A líder do CDS-PP disse esta sexta-feira, em Santarém, que o secretário-geral do PCP saiu no momento da votação do Plano de Estabilidade no parlamento “por ter vergonha de ter engolido um sapo enorme e dar o dito por não dito”.

Assunção Cristas, que participou sexta-feira à noite num jantar com militantes no Centro Nacional de Exposições, em Santarém, disse que Jerónimo de Sousa “teve vergonha de ter andado uma semana a dizer que era contra o Plano de Estabilidade e, na hora H, quando foi chamado aos votos, não foi capaz de dar a cara e deixou a sua bancada com os demais, porque não teve coragem para dar a cara por algo em que não acreditava”.

A maioria de esquerda na Assembleia da República chumbou sexta-feira o projeto de resolução do CDS-PP para a rejeição do Programa de Estabilidade e revisão do Programa Nacional de Reformas.

Eu gostava de saber onde foi Jerónimo de Sousa hoje ao meio-dia quando o Programa de Estabilidade foi votado”, afirmou a líder centrista, considerando que a votação no parlamento “provou” que existe “um Governo das esquerdas unidas”.
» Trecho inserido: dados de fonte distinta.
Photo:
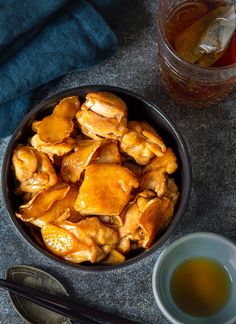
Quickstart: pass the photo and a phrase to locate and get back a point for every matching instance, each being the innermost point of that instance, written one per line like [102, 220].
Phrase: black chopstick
[65, 307]
[21, 291]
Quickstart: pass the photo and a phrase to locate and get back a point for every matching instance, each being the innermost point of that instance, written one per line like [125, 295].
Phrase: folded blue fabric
[71, 36]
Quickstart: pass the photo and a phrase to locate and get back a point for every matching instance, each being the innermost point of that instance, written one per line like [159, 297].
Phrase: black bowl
[138, 109]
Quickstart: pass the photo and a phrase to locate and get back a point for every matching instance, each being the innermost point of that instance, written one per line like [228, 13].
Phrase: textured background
[210, 135]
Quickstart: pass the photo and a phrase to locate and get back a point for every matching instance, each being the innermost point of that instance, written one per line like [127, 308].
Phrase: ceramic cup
[200, 244]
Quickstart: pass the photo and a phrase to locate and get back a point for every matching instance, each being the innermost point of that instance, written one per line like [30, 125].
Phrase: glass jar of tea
[197, 50]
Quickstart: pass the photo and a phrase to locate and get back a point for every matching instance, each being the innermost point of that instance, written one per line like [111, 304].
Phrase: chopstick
[63, 306]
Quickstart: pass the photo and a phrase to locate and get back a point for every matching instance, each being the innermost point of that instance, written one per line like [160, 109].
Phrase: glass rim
[177, 57]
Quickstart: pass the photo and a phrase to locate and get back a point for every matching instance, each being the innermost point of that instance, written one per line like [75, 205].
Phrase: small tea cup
[202, 244]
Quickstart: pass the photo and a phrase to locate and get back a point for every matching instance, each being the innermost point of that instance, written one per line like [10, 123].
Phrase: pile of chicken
[94, 184]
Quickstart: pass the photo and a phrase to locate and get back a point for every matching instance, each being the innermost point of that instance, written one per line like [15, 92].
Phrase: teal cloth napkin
[43, 40]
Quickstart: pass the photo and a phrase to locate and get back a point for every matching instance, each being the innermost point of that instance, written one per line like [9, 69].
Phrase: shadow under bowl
[139, 108]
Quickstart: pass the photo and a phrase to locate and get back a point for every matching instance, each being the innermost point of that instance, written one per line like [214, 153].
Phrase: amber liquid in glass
[192, 84]
[200, 286]
[188, 13]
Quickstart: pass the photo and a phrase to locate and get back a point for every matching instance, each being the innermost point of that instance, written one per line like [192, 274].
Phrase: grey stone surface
[210, 135]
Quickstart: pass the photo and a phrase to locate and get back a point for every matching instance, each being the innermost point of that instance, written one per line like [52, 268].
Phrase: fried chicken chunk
[50, 149]
[59, 125]
[74, 164]
[103, 115]
[108, 153]
[106, 189]
[42, 202]
[79, 242]
[155, 173]
[33, 169]
[146, 217]
[142, 142]
[60, 210]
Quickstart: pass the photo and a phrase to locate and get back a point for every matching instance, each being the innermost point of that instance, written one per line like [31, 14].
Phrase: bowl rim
[184, 197]
[161, 258]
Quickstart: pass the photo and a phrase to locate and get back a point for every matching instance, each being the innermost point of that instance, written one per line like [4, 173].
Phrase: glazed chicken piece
[42, 202]
[61, 209]
[74, 164]
[172, 191]
[106, 190]
[142, 142]
[114, 257]
[92, 228]
[79, 242]
[58, 126]
[124, 245]
[33, 169]
[103, 115]
[108, 153]
[145, 218]
[65, 245]
[155, 173]
[135, 168]
[50, 149]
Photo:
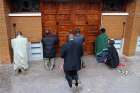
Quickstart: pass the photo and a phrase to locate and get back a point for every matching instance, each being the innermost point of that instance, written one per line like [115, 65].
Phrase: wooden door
[64, 17]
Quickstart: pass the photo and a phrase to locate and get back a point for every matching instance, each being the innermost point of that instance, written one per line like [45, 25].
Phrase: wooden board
[64, 17]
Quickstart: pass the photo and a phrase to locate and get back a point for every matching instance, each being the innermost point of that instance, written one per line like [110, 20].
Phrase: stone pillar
[131, 30]
[4, 33]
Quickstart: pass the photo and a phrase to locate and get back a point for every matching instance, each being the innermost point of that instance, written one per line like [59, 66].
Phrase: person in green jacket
[101, 46]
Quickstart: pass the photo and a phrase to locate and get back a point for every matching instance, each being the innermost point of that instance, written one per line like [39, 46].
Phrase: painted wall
[114, 25]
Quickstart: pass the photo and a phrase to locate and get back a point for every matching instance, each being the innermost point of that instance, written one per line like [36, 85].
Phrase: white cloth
[20, 50]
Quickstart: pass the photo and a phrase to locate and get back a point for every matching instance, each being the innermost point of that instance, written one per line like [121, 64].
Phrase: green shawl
[101, 43]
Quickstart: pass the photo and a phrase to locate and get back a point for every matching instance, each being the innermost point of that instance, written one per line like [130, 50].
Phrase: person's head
[47, 32]
[102, 30]
[18, 33]
[70, 36]
[78, 31]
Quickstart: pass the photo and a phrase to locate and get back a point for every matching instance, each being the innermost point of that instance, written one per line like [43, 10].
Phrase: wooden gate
[64, 17]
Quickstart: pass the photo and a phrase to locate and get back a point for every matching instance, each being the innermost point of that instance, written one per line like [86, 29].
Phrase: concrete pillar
[131, 31]
[4, 33]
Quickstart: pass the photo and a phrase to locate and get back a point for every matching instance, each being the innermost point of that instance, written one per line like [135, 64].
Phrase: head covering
[71, 36]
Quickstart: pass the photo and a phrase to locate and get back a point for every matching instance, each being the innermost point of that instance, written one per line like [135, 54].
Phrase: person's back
[72, 53]
[79, 39]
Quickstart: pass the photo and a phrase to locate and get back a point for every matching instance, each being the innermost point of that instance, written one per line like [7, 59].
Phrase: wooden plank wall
[61, 18]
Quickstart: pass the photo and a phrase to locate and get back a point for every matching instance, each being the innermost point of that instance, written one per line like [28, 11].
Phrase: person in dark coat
[113, 57]
[72, 53]
[80, 39]
[49, 51]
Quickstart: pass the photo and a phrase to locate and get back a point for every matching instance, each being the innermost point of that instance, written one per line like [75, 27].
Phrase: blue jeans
[101, 57]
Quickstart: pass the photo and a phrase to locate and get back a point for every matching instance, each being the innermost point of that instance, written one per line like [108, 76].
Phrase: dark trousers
[71, 75]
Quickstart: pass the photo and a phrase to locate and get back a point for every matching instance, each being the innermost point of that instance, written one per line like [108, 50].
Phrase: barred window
[24, 5]
[114, 5]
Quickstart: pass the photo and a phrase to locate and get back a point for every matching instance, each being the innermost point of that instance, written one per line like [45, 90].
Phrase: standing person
[80, 39]
[49, 51]
[20, 48]
[72, 53]
[101, 46]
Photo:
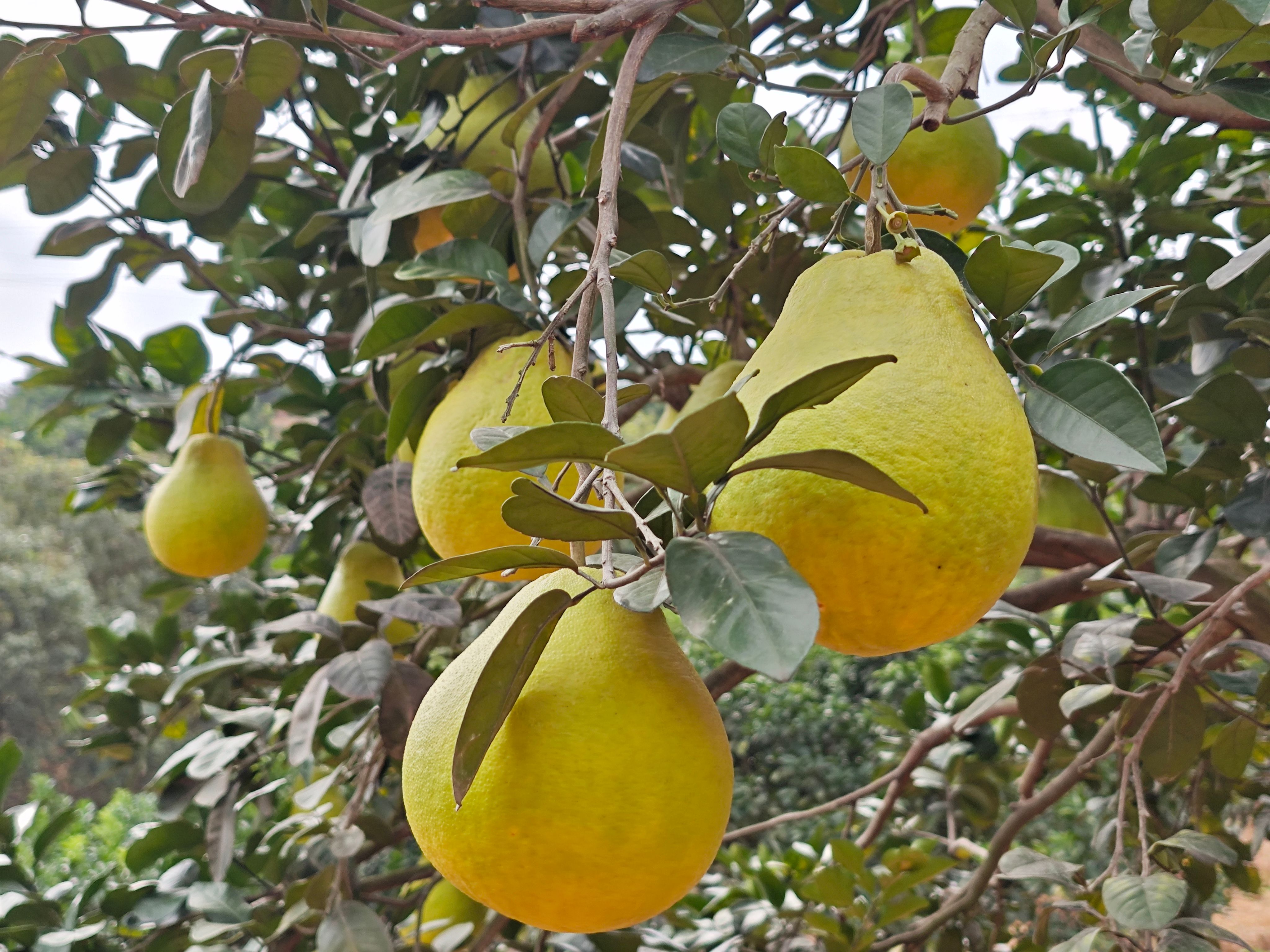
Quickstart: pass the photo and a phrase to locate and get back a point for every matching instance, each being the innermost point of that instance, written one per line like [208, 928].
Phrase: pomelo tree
[390, 196]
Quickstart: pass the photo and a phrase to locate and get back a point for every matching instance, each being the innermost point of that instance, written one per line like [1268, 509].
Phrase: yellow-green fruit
[362, 563]
[957, 167]
[605, 795]
[447, 907]
[206, 517]
[944, 422]
[460, 511]
[1065, 507]
[484, 149]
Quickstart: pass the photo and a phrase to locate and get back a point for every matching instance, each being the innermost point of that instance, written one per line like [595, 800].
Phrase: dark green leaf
[1143, 902]
[540, 513]
[836, 465]
[811, 390]
[811, 176]
[501, 682]
[738, 593]
[881, 120]
[1006, 277]
[491, 560]
[570, 441]
[682, 52]
[647, 270]
[739, 131]
[695, 452]
[572, 399]
[1089, 408]
[1098, 314]
[61, 181]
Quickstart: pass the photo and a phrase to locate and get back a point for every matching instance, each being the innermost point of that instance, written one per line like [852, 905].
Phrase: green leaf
[11, 760]
[229, 153]
[1231, 752]
[500, 685]
[61, 181]
[77, 238]
[647, 270]
[109, 436]
[461, 258]
[553, 224]
[738, 593]
[1228, 407]
[1176, 738]
[1202, 846]
[836, 465]
[540, 513]
[682, 52]
[395, 325]
[811, 176]
[412, 195]
[695, 452]
[1098, 314]
[811, 390]
[881, 120]
[1006, 277]
[1089, 408]
[199, 139]
[1084, 696]
[1143, 902]
[178, 355]
[739, 131]
[491, 560]
[413, 405]
[27, 90]
[162, 841]
[572, 399]
[556, 442]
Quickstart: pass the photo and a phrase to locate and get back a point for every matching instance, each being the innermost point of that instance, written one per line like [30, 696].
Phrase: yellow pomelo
[957, 167]
[944, 422]
[206, 517]
[605, 795]
[1065, 507]
[460, 511]
[431, 231]
[481, 134]
[447, 907]
[359, 564]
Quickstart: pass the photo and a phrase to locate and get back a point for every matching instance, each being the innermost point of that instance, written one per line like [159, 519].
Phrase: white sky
[31, 286]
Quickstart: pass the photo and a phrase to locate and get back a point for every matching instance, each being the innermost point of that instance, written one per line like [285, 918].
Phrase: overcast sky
[32, 285]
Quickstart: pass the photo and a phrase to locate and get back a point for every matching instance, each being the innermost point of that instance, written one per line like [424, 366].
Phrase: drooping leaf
[881, 120]
[1089, 408]
[500, 685]
[738, 593]
[492, 560]
[835, 465]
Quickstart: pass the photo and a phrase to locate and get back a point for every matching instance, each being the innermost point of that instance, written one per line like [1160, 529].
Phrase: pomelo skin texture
[944, 422]
[957, 167]
[460, 511]
[360, 563]
[605, 795]
[206, 517]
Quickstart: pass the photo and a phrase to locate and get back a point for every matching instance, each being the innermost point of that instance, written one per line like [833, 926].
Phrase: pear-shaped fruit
[957, 167]
[1065, 507]
[206, 517]
[481, 120]
[605, 795]
[944, 422]
[460, 511]
[447, 907]
[359, 564]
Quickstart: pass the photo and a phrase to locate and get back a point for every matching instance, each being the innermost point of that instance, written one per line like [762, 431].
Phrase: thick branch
[1170, 97]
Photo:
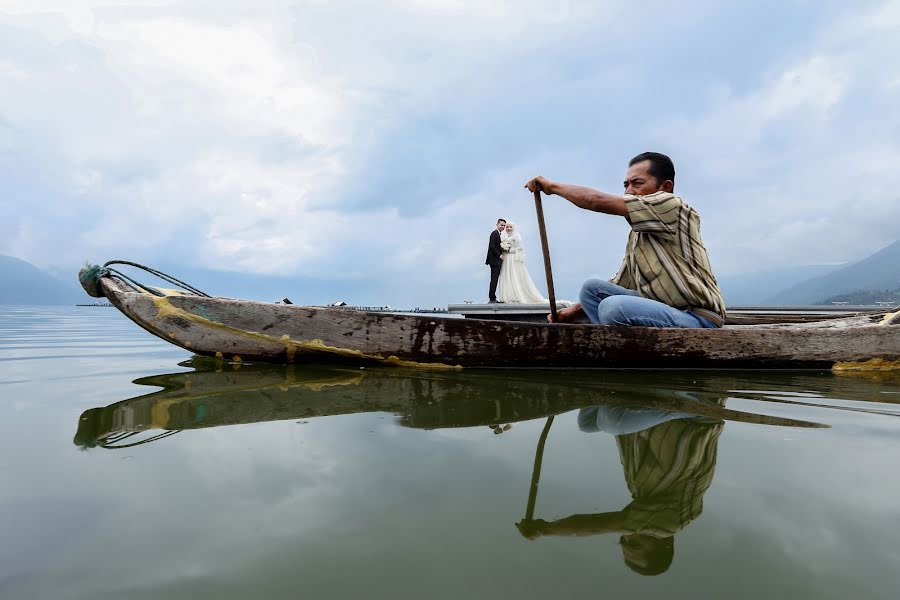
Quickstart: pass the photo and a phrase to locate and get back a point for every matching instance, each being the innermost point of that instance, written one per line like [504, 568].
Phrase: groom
[495, 259]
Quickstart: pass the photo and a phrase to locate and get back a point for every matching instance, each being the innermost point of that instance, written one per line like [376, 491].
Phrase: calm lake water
[322, 482]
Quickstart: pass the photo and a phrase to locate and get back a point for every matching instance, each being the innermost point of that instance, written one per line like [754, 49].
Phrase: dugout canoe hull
[256, 331]
[213, 394]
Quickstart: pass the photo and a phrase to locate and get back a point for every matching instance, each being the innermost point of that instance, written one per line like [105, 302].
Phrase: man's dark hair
[661, 166]
[658, 558]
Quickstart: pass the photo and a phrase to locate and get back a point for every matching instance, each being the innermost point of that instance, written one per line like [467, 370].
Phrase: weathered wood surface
[220, 394]
[278, 333]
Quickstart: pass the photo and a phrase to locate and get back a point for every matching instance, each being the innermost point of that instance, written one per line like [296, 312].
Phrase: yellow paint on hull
[874, 364]
[165, 310]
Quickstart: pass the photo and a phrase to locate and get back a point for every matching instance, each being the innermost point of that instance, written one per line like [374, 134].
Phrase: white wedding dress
[515, 285]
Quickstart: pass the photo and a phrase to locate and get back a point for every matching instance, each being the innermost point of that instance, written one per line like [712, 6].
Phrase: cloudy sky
[375, 143]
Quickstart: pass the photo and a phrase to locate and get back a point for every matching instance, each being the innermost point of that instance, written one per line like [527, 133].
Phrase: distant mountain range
[23, 283]
[880, 271]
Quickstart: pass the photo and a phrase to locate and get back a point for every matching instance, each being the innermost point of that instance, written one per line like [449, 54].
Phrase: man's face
[639, 181]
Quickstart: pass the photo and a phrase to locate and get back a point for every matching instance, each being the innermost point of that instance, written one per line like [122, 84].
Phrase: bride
[515, 283]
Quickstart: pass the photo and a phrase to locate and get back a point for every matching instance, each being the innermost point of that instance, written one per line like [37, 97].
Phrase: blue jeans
[606, 303]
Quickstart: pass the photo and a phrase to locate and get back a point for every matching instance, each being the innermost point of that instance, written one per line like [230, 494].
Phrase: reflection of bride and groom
[668, 459]
[510, 281]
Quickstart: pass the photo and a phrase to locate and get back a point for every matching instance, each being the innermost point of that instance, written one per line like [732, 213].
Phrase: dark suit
[495, 261]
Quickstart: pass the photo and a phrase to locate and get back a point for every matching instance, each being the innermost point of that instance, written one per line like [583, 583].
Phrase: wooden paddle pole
[546, 248]
[536, 472]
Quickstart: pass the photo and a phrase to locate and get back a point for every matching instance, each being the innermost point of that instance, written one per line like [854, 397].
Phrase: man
[495, 259]
[665, 279]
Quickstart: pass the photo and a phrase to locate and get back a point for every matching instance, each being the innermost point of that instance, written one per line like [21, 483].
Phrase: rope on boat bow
[90, 276]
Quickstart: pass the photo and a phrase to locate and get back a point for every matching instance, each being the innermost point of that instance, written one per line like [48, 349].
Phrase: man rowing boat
[665, 279]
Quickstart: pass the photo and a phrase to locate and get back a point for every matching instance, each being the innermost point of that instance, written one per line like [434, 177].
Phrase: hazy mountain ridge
[24, 283]
[880, 271]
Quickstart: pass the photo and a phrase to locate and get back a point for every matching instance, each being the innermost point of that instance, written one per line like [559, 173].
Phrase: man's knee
[597, 288]
[614, 311]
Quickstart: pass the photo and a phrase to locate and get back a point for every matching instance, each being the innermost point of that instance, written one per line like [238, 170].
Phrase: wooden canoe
[256, 331]
[214, 394]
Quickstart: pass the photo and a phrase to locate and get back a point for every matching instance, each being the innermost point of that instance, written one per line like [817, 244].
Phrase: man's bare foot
[568, 314]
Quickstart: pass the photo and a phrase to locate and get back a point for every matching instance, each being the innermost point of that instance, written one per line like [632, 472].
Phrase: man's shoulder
[655, 198]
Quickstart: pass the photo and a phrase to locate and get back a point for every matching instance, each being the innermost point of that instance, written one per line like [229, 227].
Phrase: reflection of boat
[289, 333]
[216, 394]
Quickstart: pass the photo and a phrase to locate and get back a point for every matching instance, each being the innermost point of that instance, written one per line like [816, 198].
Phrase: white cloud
[292, 139]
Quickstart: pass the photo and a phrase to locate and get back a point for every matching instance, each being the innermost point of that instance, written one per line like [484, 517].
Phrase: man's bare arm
[581, 196]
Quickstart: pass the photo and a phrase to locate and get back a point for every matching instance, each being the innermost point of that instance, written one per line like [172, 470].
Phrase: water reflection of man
[668, 459]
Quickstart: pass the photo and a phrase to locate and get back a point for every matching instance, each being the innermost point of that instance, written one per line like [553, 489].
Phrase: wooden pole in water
[536, 473]
[546, 248]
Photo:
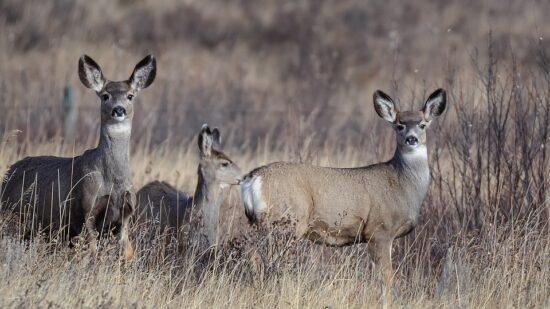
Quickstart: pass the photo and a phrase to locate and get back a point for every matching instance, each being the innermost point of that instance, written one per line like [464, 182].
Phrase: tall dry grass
[293, 81]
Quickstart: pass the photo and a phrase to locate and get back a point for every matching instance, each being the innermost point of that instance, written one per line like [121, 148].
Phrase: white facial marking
[121, 127]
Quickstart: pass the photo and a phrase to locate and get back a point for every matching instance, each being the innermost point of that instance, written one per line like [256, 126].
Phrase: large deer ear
[384, 106]
[435, 105]
[90, 73]
[205, 141]
[144, 73]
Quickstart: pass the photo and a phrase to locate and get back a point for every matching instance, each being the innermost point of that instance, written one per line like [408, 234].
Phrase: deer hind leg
[124, 239]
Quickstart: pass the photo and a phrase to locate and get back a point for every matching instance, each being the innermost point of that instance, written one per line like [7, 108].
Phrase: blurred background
[296, 70]
[293, 80]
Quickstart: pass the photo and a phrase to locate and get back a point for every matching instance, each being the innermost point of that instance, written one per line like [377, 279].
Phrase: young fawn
[173, 208]
[94, 190]
[343, 206]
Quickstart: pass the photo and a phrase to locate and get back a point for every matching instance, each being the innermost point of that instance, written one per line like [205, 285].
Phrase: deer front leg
[124, 240]
[381, 252]
[93, 210]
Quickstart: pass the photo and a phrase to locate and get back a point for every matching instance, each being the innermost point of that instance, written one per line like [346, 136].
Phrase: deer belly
[336, 234]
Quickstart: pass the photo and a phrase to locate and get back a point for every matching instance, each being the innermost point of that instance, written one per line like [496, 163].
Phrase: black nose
[118, 111]
[411, 140]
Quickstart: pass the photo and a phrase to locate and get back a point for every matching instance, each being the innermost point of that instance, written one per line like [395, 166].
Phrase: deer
[91, 192]
[373, 204]
[174, 209]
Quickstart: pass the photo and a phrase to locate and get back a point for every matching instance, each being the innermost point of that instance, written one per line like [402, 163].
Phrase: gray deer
[172, 208]
[342, 206]
[94, 190]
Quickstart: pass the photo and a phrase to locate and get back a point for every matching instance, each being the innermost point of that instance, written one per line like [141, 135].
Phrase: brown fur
[343, 206]
[172, 208]
[94, 190]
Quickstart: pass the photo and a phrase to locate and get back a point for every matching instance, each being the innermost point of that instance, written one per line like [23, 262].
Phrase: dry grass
[294, 81]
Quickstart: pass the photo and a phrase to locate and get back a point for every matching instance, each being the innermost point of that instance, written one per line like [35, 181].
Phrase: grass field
[292, 81]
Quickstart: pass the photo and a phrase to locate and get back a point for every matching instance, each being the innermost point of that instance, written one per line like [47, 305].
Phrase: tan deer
[343, 206]
[173, 208]
[93, 190]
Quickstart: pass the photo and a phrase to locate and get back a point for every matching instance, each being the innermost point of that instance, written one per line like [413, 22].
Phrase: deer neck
[114, 150]
[413, 174]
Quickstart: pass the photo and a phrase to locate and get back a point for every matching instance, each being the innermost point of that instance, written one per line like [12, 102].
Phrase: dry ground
[293, 80]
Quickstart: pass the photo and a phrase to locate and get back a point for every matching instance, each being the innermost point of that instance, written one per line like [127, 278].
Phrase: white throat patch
[418, 153]
[120, 128]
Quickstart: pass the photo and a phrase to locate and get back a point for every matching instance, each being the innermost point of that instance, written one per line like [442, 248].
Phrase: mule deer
[173, 208]
[95, 188]
[343, 206]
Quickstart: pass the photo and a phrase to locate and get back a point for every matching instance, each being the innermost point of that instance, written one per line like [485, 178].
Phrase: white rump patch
[251, 190]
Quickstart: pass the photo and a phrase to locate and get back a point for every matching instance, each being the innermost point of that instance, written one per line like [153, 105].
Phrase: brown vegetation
[293, 80]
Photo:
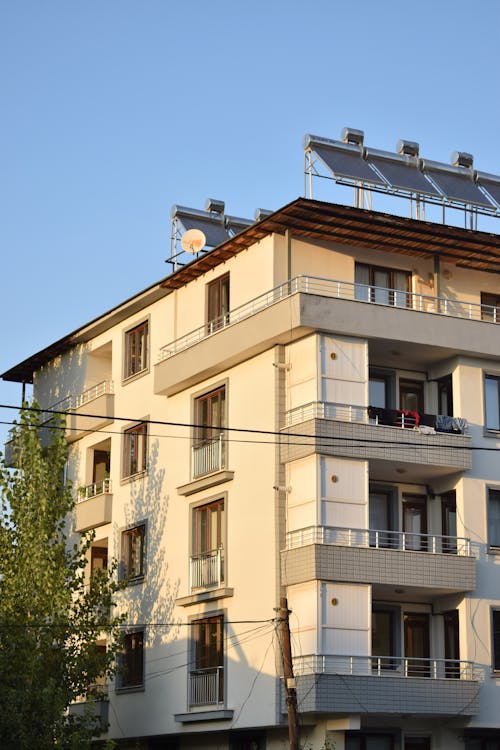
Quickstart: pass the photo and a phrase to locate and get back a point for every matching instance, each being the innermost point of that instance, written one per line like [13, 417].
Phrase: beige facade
[332, 437]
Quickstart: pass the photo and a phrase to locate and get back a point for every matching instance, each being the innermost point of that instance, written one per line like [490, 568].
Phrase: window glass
[386, 286]
[206, 679]
[494, 518]
[490, 307]
[209, 448]
[132, 660]
[218, 303]
[495, 621]
[492, 404]
[136, 350]
[135, 449]
[133, 544]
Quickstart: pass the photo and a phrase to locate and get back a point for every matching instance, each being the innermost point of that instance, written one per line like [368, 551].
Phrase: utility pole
[291, 692]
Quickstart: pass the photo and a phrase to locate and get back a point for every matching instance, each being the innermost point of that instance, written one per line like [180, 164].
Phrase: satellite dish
[193, 241]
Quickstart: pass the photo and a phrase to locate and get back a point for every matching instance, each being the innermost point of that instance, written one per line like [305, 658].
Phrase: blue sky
[113, 110]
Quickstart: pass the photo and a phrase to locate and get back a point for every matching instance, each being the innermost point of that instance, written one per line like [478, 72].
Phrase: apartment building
[310, 409]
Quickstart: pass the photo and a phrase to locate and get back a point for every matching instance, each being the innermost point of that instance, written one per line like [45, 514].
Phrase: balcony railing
[399, 418]
[206, 687]
[386, 666]
[346, 290]
[91, 490]
[72, 402]
[207, 457]
[394, 540]
[206, 570]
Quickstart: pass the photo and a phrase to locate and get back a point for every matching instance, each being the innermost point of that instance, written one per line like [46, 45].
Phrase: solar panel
[491, 183]
[345, 160]
[212, 226]
[455, 183]
[401, 172]
[236, 224]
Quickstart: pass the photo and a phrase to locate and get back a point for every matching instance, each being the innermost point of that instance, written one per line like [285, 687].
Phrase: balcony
[206, 687]
[307, 303]
[86, 412]
[9, 457]
[388, 558]
[206, 570]
[348, 430]
[386, 685]
[207, 457]
[94, 505]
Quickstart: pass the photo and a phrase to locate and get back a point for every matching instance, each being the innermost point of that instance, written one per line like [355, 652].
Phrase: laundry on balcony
[412, 420]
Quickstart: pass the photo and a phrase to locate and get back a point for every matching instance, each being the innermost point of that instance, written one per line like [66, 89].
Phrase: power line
[283, 436]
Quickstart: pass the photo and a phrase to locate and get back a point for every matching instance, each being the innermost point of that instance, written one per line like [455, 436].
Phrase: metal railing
[206, 686]
[207, 457]
[91, 490]
[327, 410]
[72, 402]
[386, 666]
[398, 418]
[206, 570]
[346, 290]
[379, 539]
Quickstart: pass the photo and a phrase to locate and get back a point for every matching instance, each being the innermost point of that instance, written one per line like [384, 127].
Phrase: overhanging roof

“Aquela coisa que eu não designo com um nome que o primeiro-ministro já adotou, mas que eu não quero usar, eu diria que provou que existe, que está de boa saúde”, declarou.

Para Assunção Cristas, ficou “claro que PS, PCP, BE e Verdes são responsáveis por um Plano de Reformas vazio, por um Plano de Estabilidade que não casa com o Plano Nacional de Reformas, por austeridade encapotada por outra” que ainda não se vê, mas que se sabe “que está lá e vai existir”.

A líder centrista assegurou que o seu partido tudo fará para que “os portugueses saibam que há uma alternativa, que há outro caminho”, fazendo uma oposição “firme, sólida e construtiva”.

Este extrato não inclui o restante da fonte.